Despite the bad weather we have been having, the swallows and house martins in my area seem to have successfully raised good numbers of fledglings.

These birds depend on a plentiful supply of insects to feed their young, so it has been encouraging to see adult birds bringing beakfuls of food to their hungry offspring.

A lot of warnings have been issued about the decline in species which migrate to the Mediterranean and Africa for winter.

But recent figures produced by bird experts the British Trust for Ornithology show that 2013 to 2014 was a good year for many of Britain’s birds.

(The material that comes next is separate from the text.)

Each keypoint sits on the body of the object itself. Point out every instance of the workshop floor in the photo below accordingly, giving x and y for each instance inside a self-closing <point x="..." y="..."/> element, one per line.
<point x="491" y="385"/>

The latest results from the Breeding Bird Survey (BBS) brought some short-term, positive news for a range of both migratory and resident species against a backdrop of long-term declines for many, long-distance migrants in particular.

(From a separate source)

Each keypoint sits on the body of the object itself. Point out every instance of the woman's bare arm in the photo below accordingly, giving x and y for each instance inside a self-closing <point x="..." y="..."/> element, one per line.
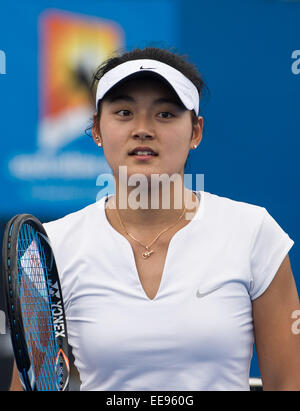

The BTO says the possible reasons for these short-term increases vary between species. There is no evidence that the 2013 breeding season was a particularly good one, and for some species it was a poor season, probably related to the fact it was the UK’s coldest spring since 1962.

The willow warbler — a common woodland species in the Largs area during spring and summer — was one of the species that showed an increase (up six per cent).

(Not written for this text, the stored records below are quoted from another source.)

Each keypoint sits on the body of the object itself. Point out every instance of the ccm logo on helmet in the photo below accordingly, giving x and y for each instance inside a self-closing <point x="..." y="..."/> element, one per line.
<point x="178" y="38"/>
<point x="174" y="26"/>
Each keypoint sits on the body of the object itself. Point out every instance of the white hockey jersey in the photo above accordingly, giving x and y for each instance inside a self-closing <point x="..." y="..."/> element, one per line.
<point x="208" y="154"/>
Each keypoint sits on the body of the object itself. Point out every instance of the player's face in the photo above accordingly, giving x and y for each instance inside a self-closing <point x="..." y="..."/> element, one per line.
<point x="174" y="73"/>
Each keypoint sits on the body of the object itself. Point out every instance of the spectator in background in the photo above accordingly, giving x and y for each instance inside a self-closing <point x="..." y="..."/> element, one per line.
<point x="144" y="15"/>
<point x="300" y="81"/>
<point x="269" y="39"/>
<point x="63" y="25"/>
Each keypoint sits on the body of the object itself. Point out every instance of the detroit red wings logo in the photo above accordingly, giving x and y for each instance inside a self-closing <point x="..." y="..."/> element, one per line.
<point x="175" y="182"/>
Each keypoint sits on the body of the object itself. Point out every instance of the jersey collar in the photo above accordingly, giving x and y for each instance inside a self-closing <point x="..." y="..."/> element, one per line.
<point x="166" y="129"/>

Others on the increase were lesser whitethroat (+34%), whitethroat (+18%), tree pipit (+31%) and the familiar cuckoo (+27%). These are among the long-distance species, that travel south of the Sahara for the winter months, to have increased between 2013 and 2014.

The survival of migratory species is thought to be influenced by rainfall levels in an area called the Sahel, just south of the Sahara. This applies for species that spend the winter there, and those that use the region as a stop-over site (a place to rest and refuel before continuing further south), such as tree pipit, willow warbler and cuckoo.

Despite the favourable short-term trends revealed in the BBS report, the long-term trends for many of our migratory species are not so positive. Between 1995 and 2013, cuckoo declined by 46%, spotted flycatcher by 47%, whinchat by 54%, wood warbler by 58%, pied flycatcher by 60% and, turtle dove by 91%, with large decreases also found in several other species.

I just hope my local swallows, house martins and willow warblers survive what the rest of this ‘summer’ has in store.